The National Association of Landscape Professionals (NALP) issued a legislative alert regarding 2, 4-D.
2,4-D, a chemical found in some herbicides used in the landscape industry, was recently reviewed by the International Agency for Research on Cancer (IARC). The group rated 2,4-D as 2B – a possible carcinogen. The 2,4-D Research Task Force responded, saying “the IARC classification of 2,4-D as a “2B – possible” carcinogen is at odds with comprehensive cancer reviews completed by health and safety regulators worldwide.” “No regulatory agency in the world considers 2,4-D to be a carcinogen,” said Dr. Julie Goodman, an epidemiologist, board certified toxicologist and consultant to the 2,4-D Research Task Force. The IARC is an agency associated with the World Health Organization (WHO) that creates working groups to periodically consider lifestyles, workplaces, and compounds that may have carcinogenicity potential. The IARC working groups are made up of scientists from a variety of backgrounds and disciplines. Over the course of one week, IARC working group members consider a selection of literature and provide a rating for the cancerous risk of a certain pesticide. Here is an example of their scoring.
Position on the IARC Review of 2,4-D
NALP and its members are just as concerned as the public that the products they use every day are as safe as possible. Experienced landscape professionals are knowledgeable about how to choose and apply inputs. Applicators are licensed and regulated by state and federal laws, and the products they use are also subject to government review and regulation. We support the use of EPA and State approved products when used according to manufacturer specifications. We have confidence in the EPA scientists and other world regulatory agencies whose job it is to review all data, new and old, and require continued evaluation to assure that the products on the market can be used safely. The IARC’s new hazard ranking of 2,4-D as 2B, puts it in the same hazard category as things like aloe vera, coffee and pickled vegetables. We support the EPA’s current position on 2,4-D’s safety.
The IARC, the International Agency for Research on Cancer, is not a regulatory agency like the EPA, it is an international research group.
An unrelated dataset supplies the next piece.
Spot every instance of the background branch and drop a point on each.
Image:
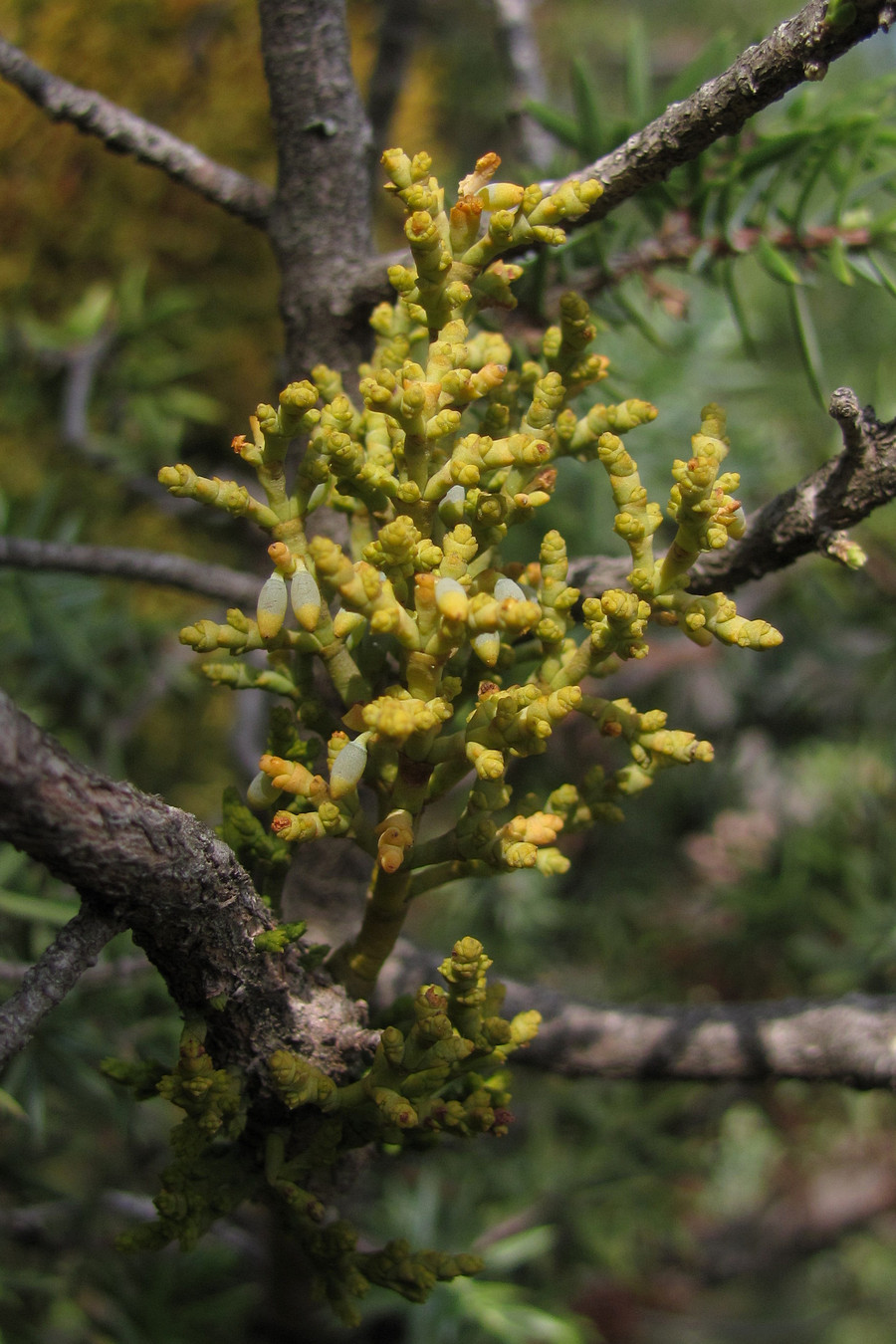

The IARC’s ranking of 2,4-D as “2B – a possible carcinogen” does not mean that 2,4-D causes or is even likely to cause cancer in people. The IARC ranks substances based on potential hazards, they have assigned its 2B grouping to many other common products including aloe vera, coffee and pickled vegetables.
The World Health Organization’s agency responsible for conducting risk assessments of pesticides for regulatory purposes has been reviewing pesticides since 1963 and has reviewed 2,4-D five times and has concluded that there is no evidence of carcinogenicity.
Based on 70 years of ongoing and continually updated scientific study, all pesticide regulatory agencies say that 2,4-D may be used safely according to label instructions.
The IARC in its own statement said “However, epidemiological studies did not find strong or consistent increases in risk of Non-Hodgkin’s Lymphoma or other cancers in relation to 2,4-D exposure …”
Lawn care applicators are state licensed and they are just as concerned as customers that the products they use every day are the safest possible. They are knowledgeable about how to apply EPA approved products.